In one mini-game, the player with the VR headset is a monster, while four players using a TV and DualShock 4 controllers try to avoid the debris he throws at them. In another, one player wearing the headset is tasked with sucking up ghosts from a haunted house while players outside of virtual reality locate the spectres and shout directions on where to shoot. There are also toybox demos where you just look into a miniature house and observe the droids as they go to the gym, go swimming, watch TV and so forth.
But honestly the best part of Sony’s The Playroom VR is its price – it’s free to download, which makes it one of the best bargains anywhere on the PlayStation Store.
SUPERHYPERCUBE is a legitimately fun game, like not “by VR’s standard’s” fun, but real honest fun. The goal here is to rotate blocks to get them to fit through an opening of a certain size and shape. Sneak the piece through and you’re rewarded with another block that will then create the next puzzle a bit harder.
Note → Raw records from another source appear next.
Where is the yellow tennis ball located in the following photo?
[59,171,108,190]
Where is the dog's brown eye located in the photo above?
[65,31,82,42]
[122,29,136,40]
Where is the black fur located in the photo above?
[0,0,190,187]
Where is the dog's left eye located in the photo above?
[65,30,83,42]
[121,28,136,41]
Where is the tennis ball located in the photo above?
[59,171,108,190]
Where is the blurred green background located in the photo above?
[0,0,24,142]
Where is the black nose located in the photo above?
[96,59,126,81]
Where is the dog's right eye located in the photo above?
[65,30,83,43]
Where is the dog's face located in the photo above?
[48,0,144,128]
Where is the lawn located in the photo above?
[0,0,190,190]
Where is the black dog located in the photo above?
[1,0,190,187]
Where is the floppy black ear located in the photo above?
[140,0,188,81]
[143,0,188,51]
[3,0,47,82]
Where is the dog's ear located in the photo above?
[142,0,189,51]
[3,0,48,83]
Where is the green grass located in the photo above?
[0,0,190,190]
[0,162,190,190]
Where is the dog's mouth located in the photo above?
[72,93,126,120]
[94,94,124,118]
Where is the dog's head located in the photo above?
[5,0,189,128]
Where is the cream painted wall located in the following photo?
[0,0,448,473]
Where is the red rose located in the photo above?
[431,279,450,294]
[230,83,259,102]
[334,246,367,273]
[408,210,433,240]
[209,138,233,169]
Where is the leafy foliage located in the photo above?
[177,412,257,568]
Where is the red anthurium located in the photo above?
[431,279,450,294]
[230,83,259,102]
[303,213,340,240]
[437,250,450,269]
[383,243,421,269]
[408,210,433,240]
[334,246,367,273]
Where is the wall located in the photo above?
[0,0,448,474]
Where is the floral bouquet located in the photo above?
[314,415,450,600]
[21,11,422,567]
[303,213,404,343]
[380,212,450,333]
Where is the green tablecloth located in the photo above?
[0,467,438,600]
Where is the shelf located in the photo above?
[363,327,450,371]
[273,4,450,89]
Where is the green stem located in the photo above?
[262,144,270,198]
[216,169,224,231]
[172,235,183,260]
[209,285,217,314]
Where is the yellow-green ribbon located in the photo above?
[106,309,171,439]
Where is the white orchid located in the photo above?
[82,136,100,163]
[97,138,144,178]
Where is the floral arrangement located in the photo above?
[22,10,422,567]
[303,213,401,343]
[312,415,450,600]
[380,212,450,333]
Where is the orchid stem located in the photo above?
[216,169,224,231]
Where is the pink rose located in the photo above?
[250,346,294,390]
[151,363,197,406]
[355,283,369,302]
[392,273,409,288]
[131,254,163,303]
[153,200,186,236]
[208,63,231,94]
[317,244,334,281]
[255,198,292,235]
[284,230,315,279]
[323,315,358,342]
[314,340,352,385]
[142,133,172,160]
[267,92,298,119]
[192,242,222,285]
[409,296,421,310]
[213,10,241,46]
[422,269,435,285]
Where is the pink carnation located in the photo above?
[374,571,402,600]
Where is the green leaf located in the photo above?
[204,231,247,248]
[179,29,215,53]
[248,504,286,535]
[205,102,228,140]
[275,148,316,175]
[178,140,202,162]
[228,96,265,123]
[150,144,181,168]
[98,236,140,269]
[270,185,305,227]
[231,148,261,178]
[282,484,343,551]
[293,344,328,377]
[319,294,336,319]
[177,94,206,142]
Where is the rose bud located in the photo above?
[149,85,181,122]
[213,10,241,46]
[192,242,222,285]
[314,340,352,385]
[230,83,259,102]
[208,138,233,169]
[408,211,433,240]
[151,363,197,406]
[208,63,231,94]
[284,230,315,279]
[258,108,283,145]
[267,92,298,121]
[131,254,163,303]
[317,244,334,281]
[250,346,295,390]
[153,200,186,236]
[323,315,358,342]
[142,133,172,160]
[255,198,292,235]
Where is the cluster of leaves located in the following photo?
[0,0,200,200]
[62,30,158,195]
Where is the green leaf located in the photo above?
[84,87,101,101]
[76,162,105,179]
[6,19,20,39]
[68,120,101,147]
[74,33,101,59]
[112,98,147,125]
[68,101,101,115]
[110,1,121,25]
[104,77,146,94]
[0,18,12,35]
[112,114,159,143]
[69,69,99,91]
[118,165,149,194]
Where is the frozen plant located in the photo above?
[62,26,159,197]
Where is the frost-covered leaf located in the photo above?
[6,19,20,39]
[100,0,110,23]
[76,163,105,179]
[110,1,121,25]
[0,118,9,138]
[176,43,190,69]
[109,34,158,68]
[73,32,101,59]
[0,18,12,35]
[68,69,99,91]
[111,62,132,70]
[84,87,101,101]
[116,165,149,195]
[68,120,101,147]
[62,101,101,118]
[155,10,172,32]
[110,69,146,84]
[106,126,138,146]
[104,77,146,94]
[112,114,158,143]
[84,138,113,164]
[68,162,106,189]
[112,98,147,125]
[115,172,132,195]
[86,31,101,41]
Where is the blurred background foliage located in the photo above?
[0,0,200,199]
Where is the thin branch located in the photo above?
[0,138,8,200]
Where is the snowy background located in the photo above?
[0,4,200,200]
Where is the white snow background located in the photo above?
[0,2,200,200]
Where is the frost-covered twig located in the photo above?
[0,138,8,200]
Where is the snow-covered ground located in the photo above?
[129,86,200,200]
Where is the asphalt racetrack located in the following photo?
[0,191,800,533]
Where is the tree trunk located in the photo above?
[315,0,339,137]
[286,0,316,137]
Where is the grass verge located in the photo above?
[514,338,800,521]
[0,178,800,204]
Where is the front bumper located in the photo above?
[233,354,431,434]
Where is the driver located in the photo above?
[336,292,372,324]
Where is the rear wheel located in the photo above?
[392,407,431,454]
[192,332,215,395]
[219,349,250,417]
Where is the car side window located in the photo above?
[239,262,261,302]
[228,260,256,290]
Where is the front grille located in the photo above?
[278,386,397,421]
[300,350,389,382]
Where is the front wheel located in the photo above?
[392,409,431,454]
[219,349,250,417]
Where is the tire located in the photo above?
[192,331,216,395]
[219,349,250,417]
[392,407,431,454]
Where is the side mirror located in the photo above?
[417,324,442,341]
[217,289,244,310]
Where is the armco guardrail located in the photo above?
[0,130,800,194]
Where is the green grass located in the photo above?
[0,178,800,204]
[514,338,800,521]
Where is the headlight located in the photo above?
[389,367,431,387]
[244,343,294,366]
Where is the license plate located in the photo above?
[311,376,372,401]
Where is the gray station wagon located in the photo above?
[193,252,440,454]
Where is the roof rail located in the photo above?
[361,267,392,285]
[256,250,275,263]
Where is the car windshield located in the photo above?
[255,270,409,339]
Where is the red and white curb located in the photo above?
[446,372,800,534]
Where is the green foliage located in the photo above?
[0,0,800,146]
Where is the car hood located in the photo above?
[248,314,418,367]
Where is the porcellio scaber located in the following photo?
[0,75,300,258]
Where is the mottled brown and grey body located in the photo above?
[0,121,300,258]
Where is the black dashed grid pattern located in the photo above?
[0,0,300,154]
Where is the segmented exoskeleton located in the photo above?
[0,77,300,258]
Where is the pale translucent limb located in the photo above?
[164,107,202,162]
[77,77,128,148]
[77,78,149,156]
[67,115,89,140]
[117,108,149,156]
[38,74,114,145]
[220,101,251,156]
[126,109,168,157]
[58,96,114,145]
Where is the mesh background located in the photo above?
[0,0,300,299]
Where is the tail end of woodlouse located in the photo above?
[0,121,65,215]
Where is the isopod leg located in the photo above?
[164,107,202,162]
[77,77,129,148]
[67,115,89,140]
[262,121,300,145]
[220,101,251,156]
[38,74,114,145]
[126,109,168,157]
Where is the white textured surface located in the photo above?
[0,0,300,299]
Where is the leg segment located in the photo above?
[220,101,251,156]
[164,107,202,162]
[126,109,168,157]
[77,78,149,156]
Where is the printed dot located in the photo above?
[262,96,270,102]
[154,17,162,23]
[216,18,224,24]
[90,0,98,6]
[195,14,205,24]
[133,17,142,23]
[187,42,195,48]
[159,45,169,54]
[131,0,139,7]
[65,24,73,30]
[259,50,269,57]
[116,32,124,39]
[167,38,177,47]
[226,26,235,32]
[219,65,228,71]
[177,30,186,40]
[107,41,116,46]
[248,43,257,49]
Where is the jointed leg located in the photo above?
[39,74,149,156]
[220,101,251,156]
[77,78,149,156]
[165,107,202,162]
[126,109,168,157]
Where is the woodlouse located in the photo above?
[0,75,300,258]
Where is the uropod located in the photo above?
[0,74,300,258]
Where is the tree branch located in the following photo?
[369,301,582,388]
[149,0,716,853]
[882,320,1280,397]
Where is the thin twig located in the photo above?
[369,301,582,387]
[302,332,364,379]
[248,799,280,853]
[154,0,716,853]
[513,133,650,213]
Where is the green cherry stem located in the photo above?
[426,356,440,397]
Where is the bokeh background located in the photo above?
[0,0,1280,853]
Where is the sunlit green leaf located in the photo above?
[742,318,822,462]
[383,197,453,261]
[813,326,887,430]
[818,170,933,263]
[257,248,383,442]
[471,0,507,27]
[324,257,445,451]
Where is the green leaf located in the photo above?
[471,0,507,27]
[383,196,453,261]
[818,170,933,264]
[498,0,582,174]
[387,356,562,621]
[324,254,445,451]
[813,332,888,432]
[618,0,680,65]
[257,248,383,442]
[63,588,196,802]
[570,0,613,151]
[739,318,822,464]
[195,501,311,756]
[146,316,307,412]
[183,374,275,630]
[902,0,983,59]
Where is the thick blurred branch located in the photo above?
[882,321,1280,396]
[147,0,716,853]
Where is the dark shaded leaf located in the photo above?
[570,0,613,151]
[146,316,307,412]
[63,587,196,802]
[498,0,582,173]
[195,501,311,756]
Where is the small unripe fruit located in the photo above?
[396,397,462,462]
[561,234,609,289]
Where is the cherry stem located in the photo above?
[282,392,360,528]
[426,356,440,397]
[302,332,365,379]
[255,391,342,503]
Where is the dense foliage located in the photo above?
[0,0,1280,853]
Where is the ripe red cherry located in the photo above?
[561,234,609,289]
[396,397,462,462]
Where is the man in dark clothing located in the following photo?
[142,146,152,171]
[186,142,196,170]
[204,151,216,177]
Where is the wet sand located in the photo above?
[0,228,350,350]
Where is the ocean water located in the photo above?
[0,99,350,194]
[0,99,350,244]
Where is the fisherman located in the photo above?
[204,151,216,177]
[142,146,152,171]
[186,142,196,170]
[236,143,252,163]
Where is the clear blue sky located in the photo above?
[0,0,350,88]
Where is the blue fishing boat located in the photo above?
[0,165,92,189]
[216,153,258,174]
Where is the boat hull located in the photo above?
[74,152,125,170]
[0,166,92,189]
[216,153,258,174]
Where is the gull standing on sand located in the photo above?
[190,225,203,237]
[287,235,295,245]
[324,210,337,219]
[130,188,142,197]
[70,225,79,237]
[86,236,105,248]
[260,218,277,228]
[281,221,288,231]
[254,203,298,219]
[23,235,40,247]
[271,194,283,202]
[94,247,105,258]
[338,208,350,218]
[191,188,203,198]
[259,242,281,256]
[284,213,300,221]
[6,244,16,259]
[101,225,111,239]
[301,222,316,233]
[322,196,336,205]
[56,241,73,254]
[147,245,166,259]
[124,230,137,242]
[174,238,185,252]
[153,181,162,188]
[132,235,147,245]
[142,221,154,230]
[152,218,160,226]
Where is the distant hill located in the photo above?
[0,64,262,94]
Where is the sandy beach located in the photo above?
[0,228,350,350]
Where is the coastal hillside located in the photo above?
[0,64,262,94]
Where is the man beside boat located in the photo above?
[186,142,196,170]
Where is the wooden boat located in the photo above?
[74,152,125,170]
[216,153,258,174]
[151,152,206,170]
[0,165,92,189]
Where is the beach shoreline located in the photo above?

If you can’t, the blocks that can’t fit through the opening jettison off your cube and you start from square one.
Where SUPERHYPERCUBE went right is that it didn’t try to do anything complex – like Tetris, Candy Crush and Breakout! the idea here is simple: don’t mess up. But the simple idea is enhanced by the perspective provided by VR – by allowing you to look at your floating cube from every angle you appreciate the times you solve the puzzle and simply laugh when it doesn’t work out.
The only things SUPERHYPERCUBE is missing are a killer soundtrack and a few more modes to pad out the solve-it-or-start-over gameplay. A mode where you start with a cube comprised of 40 blocks or shaped like various mundane objects would’ve gone a long way to making it feel like a more complete, robust experience. Still, all that aside, it’s worth picking up.